Wednesday, December 13, 2006

ON BEING JUDGEMENTAL



A while ago a very bright liberal daughter of some friends said that she didn’t like the religious elementary school that she had attended because they had been “judgmental.” I then engaged her in a short colloquy about this subject (I, being in favor of drawing conclusions) and didn’t make the slightest dent in her social armor. So I have decided to try to memorialize my feelings on this issue in order to argue my case further and perhaps even open her mind a little.

The definition of “judgmentalism” I would like to use here requires a little visualization. Imagine that you are sitting in the middle of a large circle drawn on the ground and that you are metaphysically sorting through all the thoughts and things of life. You place those thoughts and things that you find acceptable inside the circle and those that you don’t, outside. I think we all perform such a chore with some regularity and even pleasure. For instance, you might place “fouling the environment” outside the circle, or unacceptable; and “the smell of baby powder” inside, or acceptable. At some point you must make such a placement decision on “being judgmental.” Aha, now comes the conundrum! Can you place this behavior outside the circle without being hypocritical? And if you do, then you are denying the very process you may savor.

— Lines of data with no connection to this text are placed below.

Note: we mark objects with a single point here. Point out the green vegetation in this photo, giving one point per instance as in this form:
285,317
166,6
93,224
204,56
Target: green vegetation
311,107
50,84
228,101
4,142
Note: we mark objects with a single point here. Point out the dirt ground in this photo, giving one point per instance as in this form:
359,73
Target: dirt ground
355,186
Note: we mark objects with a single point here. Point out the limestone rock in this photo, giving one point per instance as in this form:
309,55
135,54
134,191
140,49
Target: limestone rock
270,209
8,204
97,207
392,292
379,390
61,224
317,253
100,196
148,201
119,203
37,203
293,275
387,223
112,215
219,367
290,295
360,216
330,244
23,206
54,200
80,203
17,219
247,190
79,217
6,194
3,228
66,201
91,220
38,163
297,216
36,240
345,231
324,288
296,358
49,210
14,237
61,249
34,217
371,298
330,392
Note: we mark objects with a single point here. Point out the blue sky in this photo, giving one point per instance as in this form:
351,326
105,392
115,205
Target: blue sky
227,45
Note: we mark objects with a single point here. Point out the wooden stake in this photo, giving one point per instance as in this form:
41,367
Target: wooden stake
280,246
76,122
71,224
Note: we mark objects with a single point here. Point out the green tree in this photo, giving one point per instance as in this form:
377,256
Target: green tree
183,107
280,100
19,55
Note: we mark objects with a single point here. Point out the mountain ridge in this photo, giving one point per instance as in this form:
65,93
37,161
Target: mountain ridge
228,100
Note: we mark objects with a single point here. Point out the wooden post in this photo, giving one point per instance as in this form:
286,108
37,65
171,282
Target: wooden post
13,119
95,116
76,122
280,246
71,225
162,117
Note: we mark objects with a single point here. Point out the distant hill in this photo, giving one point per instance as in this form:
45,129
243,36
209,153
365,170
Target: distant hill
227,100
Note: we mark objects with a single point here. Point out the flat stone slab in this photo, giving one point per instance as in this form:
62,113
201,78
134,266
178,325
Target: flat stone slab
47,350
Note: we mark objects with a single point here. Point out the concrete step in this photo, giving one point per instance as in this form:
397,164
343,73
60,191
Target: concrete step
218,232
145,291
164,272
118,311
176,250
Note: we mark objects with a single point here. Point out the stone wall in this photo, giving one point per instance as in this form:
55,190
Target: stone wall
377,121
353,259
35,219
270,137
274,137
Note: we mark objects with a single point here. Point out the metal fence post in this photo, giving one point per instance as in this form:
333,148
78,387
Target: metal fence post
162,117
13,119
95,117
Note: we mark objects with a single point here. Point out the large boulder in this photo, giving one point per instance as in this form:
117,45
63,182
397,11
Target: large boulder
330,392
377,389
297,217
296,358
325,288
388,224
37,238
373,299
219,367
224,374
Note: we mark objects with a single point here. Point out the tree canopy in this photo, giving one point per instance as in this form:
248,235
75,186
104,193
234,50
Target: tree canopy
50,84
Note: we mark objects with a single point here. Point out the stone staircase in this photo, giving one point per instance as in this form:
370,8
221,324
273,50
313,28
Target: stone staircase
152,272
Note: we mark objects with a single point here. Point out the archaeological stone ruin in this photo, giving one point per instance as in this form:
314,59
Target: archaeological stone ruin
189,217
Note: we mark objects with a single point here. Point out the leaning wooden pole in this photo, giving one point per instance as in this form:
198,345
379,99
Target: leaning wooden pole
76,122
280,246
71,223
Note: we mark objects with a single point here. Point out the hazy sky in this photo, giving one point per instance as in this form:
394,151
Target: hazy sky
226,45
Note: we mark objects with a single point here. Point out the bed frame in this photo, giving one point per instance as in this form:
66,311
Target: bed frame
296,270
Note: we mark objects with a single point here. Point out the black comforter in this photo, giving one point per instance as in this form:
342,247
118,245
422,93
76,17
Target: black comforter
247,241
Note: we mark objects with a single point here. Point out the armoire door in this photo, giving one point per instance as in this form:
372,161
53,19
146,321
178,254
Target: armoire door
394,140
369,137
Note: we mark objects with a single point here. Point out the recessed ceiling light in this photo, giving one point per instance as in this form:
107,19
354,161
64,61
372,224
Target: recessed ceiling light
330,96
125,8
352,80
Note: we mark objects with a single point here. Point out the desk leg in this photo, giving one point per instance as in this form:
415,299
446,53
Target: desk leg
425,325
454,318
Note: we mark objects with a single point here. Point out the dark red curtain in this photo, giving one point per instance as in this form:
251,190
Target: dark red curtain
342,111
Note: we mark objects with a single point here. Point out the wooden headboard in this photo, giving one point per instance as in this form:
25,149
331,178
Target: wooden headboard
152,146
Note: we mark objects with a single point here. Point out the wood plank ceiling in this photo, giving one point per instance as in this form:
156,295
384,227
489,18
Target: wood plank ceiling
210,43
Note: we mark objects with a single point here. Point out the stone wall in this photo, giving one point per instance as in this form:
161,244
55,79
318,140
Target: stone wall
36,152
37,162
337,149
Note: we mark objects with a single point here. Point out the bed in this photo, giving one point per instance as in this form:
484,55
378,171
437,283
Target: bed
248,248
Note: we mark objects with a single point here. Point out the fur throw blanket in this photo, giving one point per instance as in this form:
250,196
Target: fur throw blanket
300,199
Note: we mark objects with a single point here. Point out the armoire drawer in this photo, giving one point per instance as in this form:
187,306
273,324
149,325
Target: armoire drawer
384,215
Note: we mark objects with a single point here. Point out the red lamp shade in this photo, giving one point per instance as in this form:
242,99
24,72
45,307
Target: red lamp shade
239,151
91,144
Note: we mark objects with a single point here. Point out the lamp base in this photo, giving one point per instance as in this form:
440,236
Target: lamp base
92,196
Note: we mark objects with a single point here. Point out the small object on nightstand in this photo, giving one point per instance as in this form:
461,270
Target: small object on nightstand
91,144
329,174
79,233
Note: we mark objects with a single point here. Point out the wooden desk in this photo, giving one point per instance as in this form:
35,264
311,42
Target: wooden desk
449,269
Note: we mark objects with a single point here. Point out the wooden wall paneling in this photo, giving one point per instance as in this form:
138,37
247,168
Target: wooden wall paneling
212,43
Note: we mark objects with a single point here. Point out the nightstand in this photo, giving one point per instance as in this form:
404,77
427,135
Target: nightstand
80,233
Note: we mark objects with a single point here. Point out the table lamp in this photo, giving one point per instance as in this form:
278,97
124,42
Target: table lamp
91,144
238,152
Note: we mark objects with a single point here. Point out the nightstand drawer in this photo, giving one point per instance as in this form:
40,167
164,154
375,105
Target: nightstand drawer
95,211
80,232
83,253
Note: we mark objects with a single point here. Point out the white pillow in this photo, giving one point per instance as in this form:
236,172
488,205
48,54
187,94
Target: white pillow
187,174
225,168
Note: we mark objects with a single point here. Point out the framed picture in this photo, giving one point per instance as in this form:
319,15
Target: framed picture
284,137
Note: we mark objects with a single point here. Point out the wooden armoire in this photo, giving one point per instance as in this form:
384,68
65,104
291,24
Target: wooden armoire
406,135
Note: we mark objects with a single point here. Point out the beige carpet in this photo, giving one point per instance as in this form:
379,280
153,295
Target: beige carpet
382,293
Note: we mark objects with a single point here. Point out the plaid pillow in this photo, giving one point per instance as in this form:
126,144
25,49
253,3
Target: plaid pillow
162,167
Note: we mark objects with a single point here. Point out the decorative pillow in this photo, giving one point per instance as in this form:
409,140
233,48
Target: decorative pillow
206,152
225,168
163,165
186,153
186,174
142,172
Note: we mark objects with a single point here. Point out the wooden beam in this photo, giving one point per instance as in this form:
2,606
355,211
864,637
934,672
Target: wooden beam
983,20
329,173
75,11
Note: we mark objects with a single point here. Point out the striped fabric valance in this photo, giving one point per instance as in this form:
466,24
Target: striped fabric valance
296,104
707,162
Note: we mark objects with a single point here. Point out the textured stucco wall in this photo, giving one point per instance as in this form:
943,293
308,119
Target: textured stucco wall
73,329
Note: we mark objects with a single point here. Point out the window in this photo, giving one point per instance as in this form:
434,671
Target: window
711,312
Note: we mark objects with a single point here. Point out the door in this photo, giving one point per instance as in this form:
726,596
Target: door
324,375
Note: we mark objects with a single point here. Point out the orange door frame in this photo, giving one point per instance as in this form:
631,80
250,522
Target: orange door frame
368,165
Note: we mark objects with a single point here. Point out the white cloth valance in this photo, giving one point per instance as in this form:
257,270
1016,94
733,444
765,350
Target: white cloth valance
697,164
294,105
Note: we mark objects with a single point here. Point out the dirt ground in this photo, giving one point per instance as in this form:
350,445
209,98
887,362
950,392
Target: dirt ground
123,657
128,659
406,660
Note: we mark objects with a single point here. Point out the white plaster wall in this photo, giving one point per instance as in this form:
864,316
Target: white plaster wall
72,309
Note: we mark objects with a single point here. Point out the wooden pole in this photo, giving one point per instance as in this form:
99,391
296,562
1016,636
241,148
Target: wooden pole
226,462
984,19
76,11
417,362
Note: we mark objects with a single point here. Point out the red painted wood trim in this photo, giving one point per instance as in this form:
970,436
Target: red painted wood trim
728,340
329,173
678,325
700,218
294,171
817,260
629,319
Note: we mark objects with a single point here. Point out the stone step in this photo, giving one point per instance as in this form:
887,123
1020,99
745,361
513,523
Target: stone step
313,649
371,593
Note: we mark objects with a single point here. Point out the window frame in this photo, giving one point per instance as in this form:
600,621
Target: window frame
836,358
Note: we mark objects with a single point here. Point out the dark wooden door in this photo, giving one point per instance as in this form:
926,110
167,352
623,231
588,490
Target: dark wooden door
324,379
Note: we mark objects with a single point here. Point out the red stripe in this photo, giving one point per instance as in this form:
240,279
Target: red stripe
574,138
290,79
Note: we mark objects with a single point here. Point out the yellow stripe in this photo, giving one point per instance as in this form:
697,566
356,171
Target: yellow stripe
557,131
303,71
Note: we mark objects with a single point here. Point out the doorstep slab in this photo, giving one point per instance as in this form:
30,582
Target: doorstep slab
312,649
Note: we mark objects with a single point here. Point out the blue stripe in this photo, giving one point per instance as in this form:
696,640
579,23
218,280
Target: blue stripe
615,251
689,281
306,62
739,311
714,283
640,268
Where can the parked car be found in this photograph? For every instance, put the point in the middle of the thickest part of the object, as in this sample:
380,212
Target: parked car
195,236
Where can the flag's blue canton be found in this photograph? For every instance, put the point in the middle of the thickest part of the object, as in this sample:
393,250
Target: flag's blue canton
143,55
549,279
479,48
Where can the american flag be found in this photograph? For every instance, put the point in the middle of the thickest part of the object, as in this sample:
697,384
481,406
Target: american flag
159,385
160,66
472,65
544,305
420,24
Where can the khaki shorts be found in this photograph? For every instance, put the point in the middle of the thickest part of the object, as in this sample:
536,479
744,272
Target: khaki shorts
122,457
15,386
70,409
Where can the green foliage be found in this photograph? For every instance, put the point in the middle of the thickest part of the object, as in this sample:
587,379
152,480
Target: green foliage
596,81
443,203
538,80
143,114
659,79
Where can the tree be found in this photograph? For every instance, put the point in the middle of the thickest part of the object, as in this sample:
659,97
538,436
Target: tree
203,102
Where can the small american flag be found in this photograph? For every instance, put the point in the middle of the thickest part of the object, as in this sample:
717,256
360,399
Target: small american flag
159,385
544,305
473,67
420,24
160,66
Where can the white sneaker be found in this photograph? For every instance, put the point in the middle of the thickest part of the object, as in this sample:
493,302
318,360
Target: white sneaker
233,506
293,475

The best path off of this uncomfortable paradox might be for this young lady to admit that she just didn’t like this elementary school because its value system differed from hers. In fact, her put down of people and institutions for being “judgmental” is nothing more that an easy pejorative, a semantic substitution for ideas too weak or embarrassing for social expression. Such pejoratives (for example, “homophobe” or “knee-jerk liberal”) have become, at least to the unthinking, a way of quickly winning arguments with a backward wave of the hand and the nodding approval of one’s clique members. In other words, they are a dialectic code for “the social norm is to find this behavior unacceptable and, if you don’t comply, then we will think less of you.” Notice, I say “we” since such tête-à-têtes are usually sprinkled with such aphorisms as a way of testing newcomers to see if they have enough common receptor sites to be considered as someone to whom we will pay attention. Of course, this newcomer may also be applying a similar Rorschach to the testers to decide whether they too are worth a fiddler’s fart. Then the ridicule-or may become the ridicule-ee.

Historically these code words shift and jive. The older, cruder forms were often short and stabbing, such as “pinko” or “crybaby” or “bum.” Today, our salon societies have evolved much more subtle and sophisticated membership applications ... polysyllabic (and often humorous) aphorisms that slip off the tongues of our dilly dandies like cheap oil off of freshly-opened sardines. There are even those who seem to coin such terms for a living. Those that quickly come to mind are Rush Limbaugh (“femi-nazi” -- a hyper-radical feminist), Tom Wolfe (“x-ray” -- a socialite whose skeletal-look seems to be her only claim to self worth), and James Carville (“sexual McCarthyism” -- daring to pass judgment on President Clinton’s peckerdilloes).

Therefore, I am here pontificating on nothing really new. I’m old enough to remember, in the 1950s and 1960s, when similar semantic weapons, which are now so capably used against the right, were leveled at liberals with equal efficacy. However, I do not recall conservatives denying their left-wing foes the ability to think or form judgments. This is the insidious demagoguery against which I now rail. I honestly hope that this one flicker of liberty is not snuffed out as tribute to our current worship of feelings over consequences.